First with a nod to human engineering.  We can fly.  I can't get over it.  We can get something off the ground with 500 people on board, travel at 600 miles an hour for 7000 miles.  Imagine what else we might accomplish? This cries out for celebration.  Preferably with a long trip.

Not convinced?  How about this:  long distance travel is good for you. Getting out of the groove, subjecting yourself to odd hours, a new language and finding your way around strange places -- unlocks creativity. A recent study asked two groups of students to list as many kinds of transportation as they could. They were told that this was for a project developed by American students who were either (a) in Greece or (b) in Indiana. When they believed they were helping students in Indiana, the participants listed things like cars and buses. When they believed they were participating in a study that came from Greece, they came up with a more imaginative list:  trams, Segway, space travel.

In another project, researchers found that people who had lived abroad were able to negotiate and solve puzzles more creatively than people who had not lived abroad.



When we're at home, our brains block out all but what we really need.  This tends to limit thinking to concrete terms (hungry, MacDonalds, eat).  When we are out of our element, we think more abstractly, and that allows us to make different, broader connections (MacDonald's, trans fats, big American bottoms).  

From "SuperSize Me" 

I wonder why this might be?  Perhaps pre-humans wandering around looking for fresh meat and places to hide from mastodons had an evolutionary advantage over more sedentary species.



Whatever the reason, we are going to need a lot of creativity to deal with a *!#?-load of self-inflicted world problems, caused by things like ....  air travel.

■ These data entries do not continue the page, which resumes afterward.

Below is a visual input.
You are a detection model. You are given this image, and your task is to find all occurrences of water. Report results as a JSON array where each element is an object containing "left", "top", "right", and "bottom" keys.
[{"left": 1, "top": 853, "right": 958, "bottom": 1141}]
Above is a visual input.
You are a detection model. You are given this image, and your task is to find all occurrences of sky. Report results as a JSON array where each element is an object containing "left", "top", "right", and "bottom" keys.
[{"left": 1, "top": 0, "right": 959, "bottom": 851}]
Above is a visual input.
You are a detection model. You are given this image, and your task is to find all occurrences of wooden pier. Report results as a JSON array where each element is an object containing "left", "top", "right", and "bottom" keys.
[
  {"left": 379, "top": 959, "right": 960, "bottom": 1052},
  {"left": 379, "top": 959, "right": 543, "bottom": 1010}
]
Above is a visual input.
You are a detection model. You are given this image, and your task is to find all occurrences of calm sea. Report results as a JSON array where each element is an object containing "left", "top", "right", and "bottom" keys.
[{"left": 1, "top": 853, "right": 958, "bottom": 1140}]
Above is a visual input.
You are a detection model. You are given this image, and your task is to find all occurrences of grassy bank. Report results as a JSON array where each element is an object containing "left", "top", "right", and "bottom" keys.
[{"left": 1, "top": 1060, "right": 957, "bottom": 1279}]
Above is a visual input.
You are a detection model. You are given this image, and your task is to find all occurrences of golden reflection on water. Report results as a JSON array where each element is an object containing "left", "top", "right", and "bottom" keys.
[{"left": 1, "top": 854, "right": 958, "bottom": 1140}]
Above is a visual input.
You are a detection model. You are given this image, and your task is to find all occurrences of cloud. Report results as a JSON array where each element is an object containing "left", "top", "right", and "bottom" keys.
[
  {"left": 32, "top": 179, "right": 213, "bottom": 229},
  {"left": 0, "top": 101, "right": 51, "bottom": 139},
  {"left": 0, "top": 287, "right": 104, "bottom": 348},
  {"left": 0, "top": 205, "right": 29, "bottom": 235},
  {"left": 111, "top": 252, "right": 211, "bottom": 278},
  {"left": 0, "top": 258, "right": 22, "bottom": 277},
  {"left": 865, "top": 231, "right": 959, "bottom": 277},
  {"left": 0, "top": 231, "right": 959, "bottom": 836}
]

Sources:  "Lessons from a Faraway land: The effect of spatial distance on creative cognition," Jia, Hirt, Karpen, 
http://www.sciencedirect.com/science/article/pii/S0022103109001267; "INSEAD Research Shows Going Abroad Linked to Creativity," Wm. Maddox, et al, http://50.insead.edu/press_releases/insead-research-shows-going-abroad-linked-creativity; "An Easy Way to Increase Creativity," Shapira & Liberman, http://www.scientificamerican.com/article.cfm?id=an-easy-way-to-increase-c


2 comments:

  1. From Andy, via e-mail:

    It's a good thing, isn't it, to read about quantum events, which rule our world and frustrate our attempts to make simple sense of everything? Big help!

    Maybe it's a good thing we can barely intuit how things really work. If we were all wizards in math, who knows how much more quickly we would screw things up.

    Lately, there has been much talk about rapid global warming and concurrent CO2 production that happened 54 million years ago, too long ago for accurate readings from geologic formations but not so long ago that enthusiasts on both sides of this issue gleefully speculate about what is happening to us now.

    I wonder about this global warming conundrum. Was there a gradual warming which reached a critical point that caused a massive release of methane? I think not, because the earth was already very warm before this sudden rise in CO2; but it makes me wonder whether or not it is worth worrying about pollution due to air travel.
    I can hear the gods laughing at our follies.

    ReplyDelete
  2. Ain't that the truth. It's so easy to think of the world in simple terms. Maybe it helps us from going nuts. Thanks for the visit.